# Update - Benachrichtigung Systray - magneto?

## flammenflitzer

Hallo,

ich probiere gerade für einen Laptop Sabayon aus. Dort gibt es in kde im Systray eine Update - Benachrichtigung. Kann man denn für Gentoo nicht etwas ähnliches hinbekommen ? Qausi einen Abgleich zwischen dem eigenen Portagetree und dem offiziellen, ohne den eigenen zu synchronisieren.Last edited by flammenflitzer on Sun Aug 14, 2011 7:22 am; edited 1 time in total

----------

## root_tux_linux

Guck doch einfach wie das Paket heisst und nutz den  Sabayon Overlay unter Gentoo?

----------

## cryptosteve

Was tut das Teil? Dich benachrichten, wenn Updates Deiner installierten Pakete vorliegen?

----------

## flammenflitzer

Benachrichtigt, wenn Updates meiner installierten Pakete vorliegen.

----------

## franzf

Du hättest wenigstens sagen können, wie denn das Appplet heißt (sollte doch IRGENDWO angezeigt werden.

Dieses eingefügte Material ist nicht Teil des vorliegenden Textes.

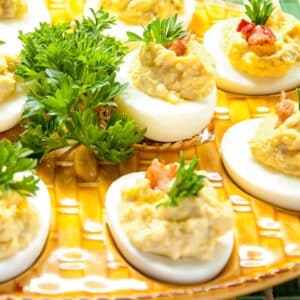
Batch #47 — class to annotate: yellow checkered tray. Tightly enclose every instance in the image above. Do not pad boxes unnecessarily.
[0,0,300,300]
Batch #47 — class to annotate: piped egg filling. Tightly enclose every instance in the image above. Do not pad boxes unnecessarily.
[249,95,300,176]
[0,191,39,260]
[222,8,300,78]
[0,54,17,103]
[130,36,215,104]
[118,160,234,260]
[102,0,184,25]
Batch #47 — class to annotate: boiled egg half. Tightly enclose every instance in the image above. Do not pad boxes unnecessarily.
[116,50,217,142]
[105,172,234,284]
[84,0,195,41]
[203,19,300,95]
[221,119,300,211]
[0,176,51,282]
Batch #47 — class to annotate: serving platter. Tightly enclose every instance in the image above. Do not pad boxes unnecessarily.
[0,0,300,300]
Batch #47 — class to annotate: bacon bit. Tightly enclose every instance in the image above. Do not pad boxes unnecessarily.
[236,19,276,46]
[275,91,294,128]
[146,159,178,189]
[169,33,191,56]
[248,25,276,46]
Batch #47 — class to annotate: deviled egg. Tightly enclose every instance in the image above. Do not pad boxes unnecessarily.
[0,52,26,132]
[84,0,195,41]
[0,0,50,54]
[116,17,217,142]
[221,91,300,211]
[106,157,234,284]
[204,0,300,95]
[0,140,51,283]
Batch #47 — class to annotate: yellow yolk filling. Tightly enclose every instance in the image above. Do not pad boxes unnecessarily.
[130,37,215,104]
[119,179,234,260]
[0,55,17,102]
[249,105,300,177]
[0,0,27,19]
[0,192,39,259]
[102,0,184,25]
[223,9,300,77]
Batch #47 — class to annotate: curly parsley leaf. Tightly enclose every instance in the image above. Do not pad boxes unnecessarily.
[0,139,38,196]
[16,10,144,162]
[127,15,186,44]
[245,0,274,25]
[159,154,206,207]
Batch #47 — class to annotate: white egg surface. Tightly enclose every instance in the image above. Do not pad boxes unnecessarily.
[106,172,234,284]
[84,0,195,41]
[0,181,51,283]
[116,50,217,142]
[221,119,300,211]
[0,85,26,132]
[203,19,300,95]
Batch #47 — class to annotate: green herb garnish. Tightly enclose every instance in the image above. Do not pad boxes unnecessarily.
[158,154,206,207]
[16,10,144,162]
[0,139,38,196]
[245,0,274,25]
[127,15,186,44]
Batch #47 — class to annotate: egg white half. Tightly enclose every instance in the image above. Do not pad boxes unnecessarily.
[203,19,300,95]
[0,181,51,282]
[105,172,234,284]
[0,0,51,54]
[84,0,195,41]
[221,119,300,211]
[116,50,217,142]
[0,89,26,132]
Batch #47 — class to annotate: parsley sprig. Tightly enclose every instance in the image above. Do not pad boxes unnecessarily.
[127,15,186,44]
[158,154,206,207]
[245,0,274,25]
[0,139,38,196]
[16,10,144,162]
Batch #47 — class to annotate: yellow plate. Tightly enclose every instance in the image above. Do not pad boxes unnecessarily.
[0,0,300,300]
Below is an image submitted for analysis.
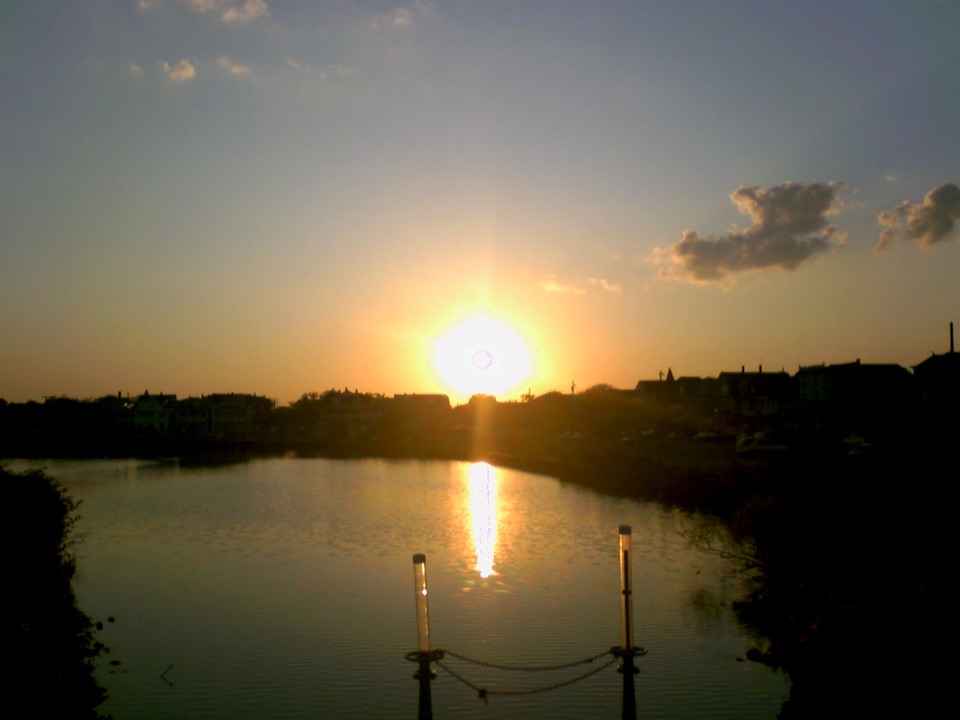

Um es kurz zu machen: Mir ist das vor kurzem bei packages.gentoo.org über den Weg gelaufen. Der package-Manager von Sabayon ist wohl sys-apps/entropy. Dafür gibt es seit kurzem direkt in portage die Notification Applets - such einfach nach "magneto".

----------

## flammenflitzer

Ich will vermeiden, das die magneto/ entropy Sache mein Portage beschädigt/ modifiziert. Hat das schon einmal jemand unter gentoo ausprobiert?

----------

## franzf

Such doch bitte mal selber.

Google -> sabayon entropy -> Sabayon Wiki:

 *Quote:*   

> Entropy is the name of the Sabayon Linux binary package management system.

 

Willst du die vorkompilierten Binaries?

Da das mittlerweile in Portage ist, brauchts den layman-step zum Installieren nicht.

Ansonsten gibts noch packagekit, mit Fontend kpackagekit (im kde-overlay). Ist halt kein Plasmoid, kann man beim Entwickler sicher anregen  :Smile: 

----------

## flammenflitzer

Muss ich mal in virtualbox ausprobieren.

----------

## ScytheMan

evtl. ist kportagetray etwas was dir gefallen könnte.

----------